「最初はタコ壷だった」――iPod用ひょうたんスピーカー:インタビュー(2/2 ページ)
異色のiPod用スピーカーとして人気なのが、バード電子の「iPod用ひょうたんスピーカー」だ。いったいどんな経緯で誕生した製品なのか、製造販売元であるバード電子に話を聞いた。
「ひょうたん」で打破した自社製品のマンネリ化
バード電子は斉藤氏が1983年に設立した会社だ。当初は工場設備で使用される制御基盤用のフラットキーボードスイッチを設計、開発していた。現在も売り上げの半分近くは業務用の製品だ。10年ほど前から、PC用のアクセサリーを製品化し始め、なかでもノートPC用の冷却台が大ヒットとなる。特にMacのユーザーグループで話題となり、その後もMac用の冷却機器やプロテクターなどのアクセサリーを次々と製品化してきた。当然、Macの周辺機器として登場したiPodへの対応も早く、「EZISON」シリーズなど外付けスピーカーシステムは他社の先駆けとなる存在だった。
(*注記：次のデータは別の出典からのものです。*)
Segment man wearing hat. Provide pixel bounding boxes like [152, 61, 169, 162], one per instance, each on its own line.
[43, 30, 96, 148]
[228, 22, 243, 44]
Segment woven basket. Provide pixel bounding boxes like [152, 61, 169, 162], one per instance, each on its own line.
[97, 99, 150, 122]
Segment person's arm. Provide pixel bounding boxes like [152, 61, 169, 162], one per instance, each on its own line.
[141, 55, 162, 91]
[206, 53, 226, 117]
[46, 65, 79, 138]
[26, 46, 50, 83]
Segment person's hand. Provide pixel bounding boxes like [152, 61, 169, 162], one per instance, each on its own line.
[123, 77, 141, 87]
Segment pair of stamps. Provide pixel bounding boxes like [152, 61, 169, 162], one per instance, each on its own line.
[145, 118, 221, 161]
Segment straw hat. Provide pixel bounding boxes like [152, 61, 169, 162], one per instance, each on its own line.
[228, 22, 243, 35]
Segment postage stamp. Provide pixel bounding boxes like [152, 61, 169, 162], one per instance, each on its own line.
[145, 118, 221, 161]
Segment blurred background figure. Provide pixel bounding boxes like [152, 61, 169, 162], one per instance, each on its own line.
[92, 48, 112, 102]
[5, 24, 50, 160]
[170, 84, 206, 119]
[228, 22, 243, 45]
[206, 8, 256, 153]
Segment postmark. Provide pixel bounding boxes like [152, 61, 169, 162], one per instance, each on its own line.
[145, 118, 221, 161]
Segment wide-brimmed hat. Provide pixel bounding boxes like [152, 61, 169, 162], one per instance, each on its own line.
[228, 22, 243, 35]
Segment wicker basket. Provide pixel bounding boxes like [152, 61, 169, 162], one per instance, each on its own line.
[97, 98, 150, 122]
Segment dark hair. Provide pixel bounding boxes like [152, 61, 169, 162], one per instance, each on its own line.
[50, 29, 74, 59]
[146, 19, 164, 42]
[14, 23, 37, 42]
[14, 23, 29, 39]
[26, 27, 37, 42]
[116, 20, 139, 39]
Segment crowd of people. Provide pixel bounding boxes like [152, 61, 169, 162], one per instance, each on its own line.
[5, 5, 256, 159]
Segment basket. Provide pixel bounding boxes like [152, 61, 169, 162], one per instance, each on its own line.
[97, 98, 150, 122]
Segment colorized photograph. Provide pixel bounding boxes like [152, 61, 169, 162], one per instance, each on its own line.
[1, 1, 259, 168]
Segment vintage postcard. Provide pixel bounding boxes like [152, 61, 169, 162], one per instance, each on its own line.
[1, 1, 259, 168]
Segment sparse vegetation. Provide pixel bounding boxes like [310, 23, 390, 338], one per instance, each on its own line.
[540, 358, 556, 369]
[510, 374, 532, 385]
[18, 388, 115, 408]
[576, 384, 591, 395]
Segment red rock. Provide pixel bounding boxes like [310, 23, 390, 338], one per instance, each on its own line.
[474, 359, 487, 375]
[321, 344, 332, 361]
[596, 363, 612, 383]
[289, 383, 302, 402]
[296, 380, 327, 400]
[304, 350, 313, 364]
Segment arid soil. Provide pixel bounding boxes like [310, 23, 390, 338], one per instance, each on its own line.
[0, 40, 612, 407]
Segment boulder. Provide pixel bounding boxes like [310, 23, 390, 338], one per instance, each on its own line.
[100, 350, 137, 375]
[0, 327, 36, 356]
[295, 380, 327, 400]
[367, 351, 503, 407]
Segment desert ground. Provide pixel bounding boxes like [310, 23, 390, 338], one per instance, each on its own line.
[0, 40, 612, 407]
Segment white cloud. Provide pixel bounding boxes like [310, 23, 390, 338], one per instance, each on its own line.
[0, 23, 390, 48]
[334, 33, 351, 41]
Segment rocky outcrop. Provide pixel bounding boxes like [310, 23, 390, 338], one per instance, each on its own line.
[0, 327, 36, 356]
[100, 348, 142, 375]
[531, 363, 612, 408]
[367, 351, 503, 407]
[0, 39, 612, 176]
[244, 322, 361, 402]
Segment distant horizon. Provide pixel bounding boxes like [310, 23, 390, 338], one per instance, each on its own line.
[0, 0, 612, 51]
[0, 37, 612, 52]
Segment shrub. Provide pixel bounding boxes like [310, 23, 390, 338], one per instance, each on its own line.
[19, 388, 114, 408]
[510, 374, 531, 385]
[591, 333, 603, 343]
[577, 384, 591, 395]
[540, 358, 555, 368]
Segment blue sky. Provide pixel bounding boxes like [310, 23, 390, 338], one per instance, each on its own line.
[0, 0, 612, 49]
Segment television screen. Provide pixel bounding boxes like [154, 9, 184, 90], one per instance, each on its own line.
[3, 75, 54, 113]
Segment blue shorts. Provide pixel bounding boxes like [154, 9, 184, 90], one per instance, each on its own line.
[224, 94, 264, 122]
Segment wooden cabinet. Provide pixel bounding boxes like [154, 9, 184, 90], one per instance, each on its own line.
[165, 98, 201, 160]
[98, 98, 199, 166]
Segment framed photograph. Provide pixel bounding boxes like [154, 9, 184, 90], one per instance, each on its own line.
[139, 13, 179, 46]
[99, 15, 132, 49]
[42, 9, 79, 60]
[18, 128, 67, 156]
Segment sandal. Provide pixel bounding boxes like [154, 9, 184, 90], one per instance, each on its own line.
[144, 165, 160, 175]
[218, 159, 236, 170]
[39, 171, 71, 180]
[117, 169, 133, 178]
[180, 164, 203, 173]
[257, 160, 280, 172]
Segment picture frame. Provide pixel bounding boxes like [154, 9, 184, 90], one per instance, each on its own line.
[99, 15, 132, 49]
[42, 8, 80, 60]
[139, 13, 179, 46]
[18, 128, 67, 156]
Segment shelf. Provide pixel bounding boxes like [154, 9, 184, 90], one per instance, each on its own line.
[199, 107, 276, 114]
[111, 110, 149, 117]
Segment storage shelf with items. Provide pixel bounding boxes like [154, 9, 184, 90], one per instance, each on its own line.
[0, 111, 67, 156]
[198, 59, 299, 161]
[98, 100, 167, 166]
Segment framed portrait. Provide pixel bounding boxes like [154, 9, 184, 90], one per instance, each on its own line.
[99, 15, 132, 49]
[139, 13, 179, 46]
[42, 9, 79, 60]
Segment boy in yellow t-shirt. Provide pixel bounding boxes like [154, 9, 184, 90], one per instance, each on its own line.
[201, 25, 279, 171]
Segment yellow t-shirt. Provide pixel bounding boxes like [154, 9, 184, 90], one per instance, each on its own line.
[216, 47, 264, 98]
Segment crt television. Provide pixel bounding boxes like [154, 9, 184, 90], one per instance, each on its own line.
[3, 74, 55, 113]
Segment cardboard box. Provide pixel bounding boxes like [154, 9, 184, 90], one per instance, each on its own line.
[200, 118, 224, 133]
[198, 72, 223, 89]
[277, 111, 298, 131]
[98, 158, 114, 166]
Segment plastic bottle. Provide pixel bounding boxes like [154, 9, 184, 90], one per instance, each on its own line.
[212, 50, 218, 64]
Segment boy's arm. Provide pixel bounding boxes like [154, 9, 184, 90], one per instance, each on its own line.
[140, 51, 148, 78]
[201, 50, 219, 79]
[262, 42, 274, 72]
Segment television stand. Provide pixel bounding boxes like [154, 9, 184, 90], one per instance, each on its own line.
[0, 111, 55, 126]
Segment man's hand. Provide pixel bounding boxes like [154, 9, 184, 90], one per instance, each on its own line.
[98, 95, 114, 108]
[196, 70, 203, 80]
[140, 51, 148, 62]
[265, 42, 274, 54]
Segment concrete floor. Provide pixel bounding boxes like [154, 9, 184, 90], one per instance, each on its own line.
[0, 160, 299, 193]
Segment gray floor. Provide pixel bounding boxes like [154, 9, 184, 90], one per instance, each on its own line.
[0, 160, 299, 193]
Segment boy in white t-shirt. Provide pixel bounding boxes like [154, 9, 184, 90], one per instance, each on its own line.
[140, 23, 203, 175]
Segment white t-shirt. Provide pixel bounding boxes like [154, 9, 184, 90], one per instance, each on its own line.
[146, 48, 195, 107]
ただ、優れたアイディアを製品化しても、ブランドや販売店への影響力という点では大手メーカーにかなわない。同様の製品が他社から登場する前に新しいアイディアで勝負していく必要がある。同社のiPod用スピーカーには、昔のラジカセタイプやサイコロ型、枕カバー型などユニークなものが数多くあるが、それでもどこかマンネリ化を覚えていたという。なにか新機軸の製品を打ち出す必要があると感じていた。そんな中で、iPod用ひょうたんスピーカーは製品化された。
契約農家からのひょうたんで、製品を安定供給
――これまでで、販売数はどれくらいになるのでしょうか。
斉藤氏: 全部で200〜300個にはなると思います。「がらくたフェア」で数個ずつ売るというのを数回繰り返したあと、数十個をストックしてから放出してきました。ただ、自然の物ですから収穫される数や色、大きさが違ってきます。製造や加工も先ほどのような実情なので、キッチリした販売スケジュールが組める段階ではないですね。
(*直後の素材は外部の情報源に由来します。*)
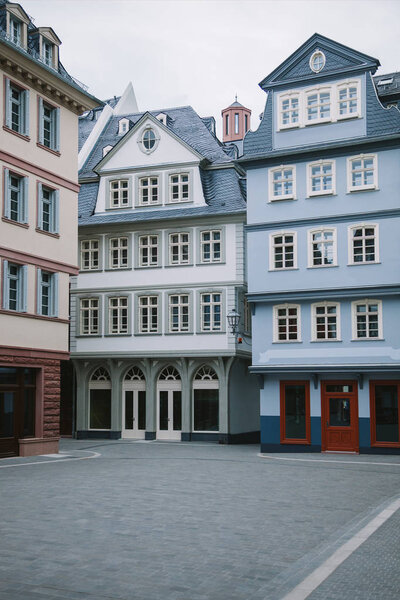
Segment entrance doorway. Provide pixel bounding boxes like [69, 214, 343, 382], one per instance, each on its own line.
[0, 367, 36, 457]
[157, 366, 182, 440]
[321, 381, 359, 452]
[122, 367, 146, 439]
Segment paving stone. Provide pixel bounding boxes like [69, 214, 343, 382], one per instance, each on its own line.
[0, 440, 400, 600]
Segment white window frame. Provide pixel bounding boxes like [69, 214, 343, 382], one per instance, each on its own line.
[335, 79, 361, 121]
[351, 298, 383, 342]
[79, 297, 101, 336]
[304, 85, 334, 126]
[199, 229, 223, 264]
[79, 239, 100, 271]
[278, 91, 302, 129]
[307, 227, 338, 269]
[168, 293, 191, 333]
[108, 177, 131, 210]
[37, 183, 60, 234]
[168, 171, 192, 204]
[137, 294, 161, 335]
[168, 231, 192, 267]
[268, 165, 296, 202]
[3, 169, 29, 225]
[269, 231, 297, 271]
[347, 154, 378, 193]
[347, 223, 380, 266]
[137, 175, 162, 206]
[200, 291, 223, 333]
[307, 160, 336, 198]
[108, 236, 130, 270]
[137, 233, 161, 268]
[3, 260, 28, 312]
[311, 300, 342, 342]
[4, 77, 29, 137]
[37, 269, 58, 317]
[39, 96, 60, 152]
[272, 302, 301, 344]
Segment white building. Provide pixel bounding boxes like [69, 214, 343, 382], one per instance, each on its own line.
[71, 87, 259, 442]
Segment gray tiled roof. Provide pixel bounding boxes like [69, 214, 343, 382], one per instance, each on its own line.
[78, 167, 246, 226]
[79, 106, 231, 179]
[239, 73, 400, 161]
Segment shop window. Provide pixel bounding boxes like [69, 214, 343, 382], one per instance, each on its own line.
[370, 381, 400, 447]
[280, 381, 311, 444]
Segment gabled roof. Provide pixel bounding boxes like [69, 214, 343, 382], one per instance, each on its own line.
[259, 33, 380, 90]
[79, 106, 231, 179]
[93, 111, 205, 173]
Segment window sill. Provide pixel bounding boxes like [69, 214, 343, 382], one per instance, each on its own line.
[310, 339, 343, 344]
[35, 227, 60, 240]
[36, 142, 61, 156]
[347, 260, 381, 267]
[307, 190, 337, 199]
[196, 260, 226, 267]
[347, 185, 380, 194]
[1, 217, 29, 229]
[350, 338, 385, 342]
[268, 267, 299, 273]
[307, 265, 339, 269]
[3, 125, 31, 142]
[268, 196, 297, 203]
[104, 332, 132, 337]
[272, 340, 302, 344]
[0, 308, 69, 325]
[135, 265, 162, 269]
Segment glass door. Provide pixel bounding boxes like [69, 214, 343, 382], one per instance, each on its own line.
[122, 388, 146, 439]
[157, 389, 182, 440]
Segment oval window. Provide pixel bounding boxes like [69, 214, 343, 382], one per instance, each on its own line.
[142, 129, 156, 150]
[310, 50, 325, 73]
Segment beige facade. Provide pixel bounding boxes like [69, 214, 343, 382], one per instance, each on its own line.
[0, 3, 99, 456]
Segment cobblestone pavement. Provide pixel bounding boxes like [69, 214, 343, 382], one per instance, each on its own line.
[0, 440, 400, 600]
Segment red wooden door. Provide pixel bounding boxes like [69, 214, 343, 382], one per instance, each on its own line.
[321, 381, 359, 452]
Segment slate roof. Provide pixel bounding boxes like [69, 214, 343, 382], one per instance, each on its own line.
[374, 71, 400, 100]
[78, 167, 246, 227]
[79, 106, 231, 179]
[238, 74, 400, 162]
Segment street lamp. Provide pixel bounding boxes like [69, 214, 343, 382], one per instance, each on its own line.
[226, 308, 240, 335]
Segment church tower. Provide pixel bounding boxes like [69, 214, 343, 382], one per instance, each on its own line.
[221, 96, 251, 142]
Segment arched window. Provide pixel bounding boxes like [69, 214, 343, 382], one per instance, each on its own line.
[89, 367, 111, 430]
[193, 365, 219, 432]
[125, 367, 145, 381]
[159, 365, 181, 381]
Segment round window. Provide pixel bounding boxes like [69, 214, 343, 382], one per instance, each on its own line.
[310, 50, 325, 73]
[142, 129, 156, 151]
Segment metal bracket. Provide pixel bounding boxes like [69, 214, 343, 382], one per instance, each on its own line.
[311, 373, 319, 390]
[357, 373, 364, 390]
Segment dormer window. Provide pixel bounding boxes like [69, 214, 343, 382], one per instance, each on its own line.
[118, 119, 129, 135]
[42, 39, 53, 67]
[157, 113, 167, 125]
[138, 127, 160, 154]
[310, 50, 326, 73]
[10, 17, 22, 46]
――「ひょうたん」という素材の供給不足が最大のネックですか?
斉藤氏: そうですね。瓜の仲間でへちまのように一年で大きくなって収穫するものなんですが、そうそう売ってるものではないですよね。当初は茨城の「ひょうたん美術館」に行って購入していたんですが、そこの在庫を買い切ってしまったので新しい調達先を探していたところでした。幸い、メディアで取り上げていただいた後からは、ひょうたんを作っている農家さんや、富山で「ひょうたん村」を運営する立山ひょうたん村協同組合さんなどから引き合いがありました。今年後半〜来年までには安定供給できると思います。
先日はひょうたんを作っているという方が、軽トラにひょうたんを積んでお見えになりました。でも今のひょうたんのニーズって観賞用なので、細長いとか微妙にカーブしてるとか変わった形の物が好まれるようです。あまりスピーカーには向かない形だったし、同じような大きさの物がなかったのでお引取り願いました。
大きさや色がそれぞれなのが天然素材の良さですが、ある程度は大きさや形がそろっていたほうが製品化しやすいですから。ある農家さんには、形の良いひょうたんの種を植えるなどの工夫をしてもらっています。
――今後の展開などをお聞かせください。
斉藤氏: ひょうたんスピーカーは非常に好評ですし、次はいつ売るのかという声もたくさん頂いています。先ほどのように、契約農家さんから直接ひょうたんを仕入れるようになりますので、これからは1年を通じて販売できると思います。
購入した方に聞くと、ひょうたんスピーカーをぶら下げて使う方が多いんですよ。それだとちょっと不便だと思うので、ぶらさげる以外の方法で使えるような専用のスタンドを企画中です。自立型のひょうたんスピーカーも面白いかもしれません。
ビジネスという面ではまだまだですが、天然素材を使った製品への手ごたえは感じています。すでに竹を使った製品の試作を進めてまして、もう少しでお披露目できると思います。ひょうたんや竹なら他社さんもそうそう製品化しないと思いますので、これからも「ヒョウタンといっしょ」です。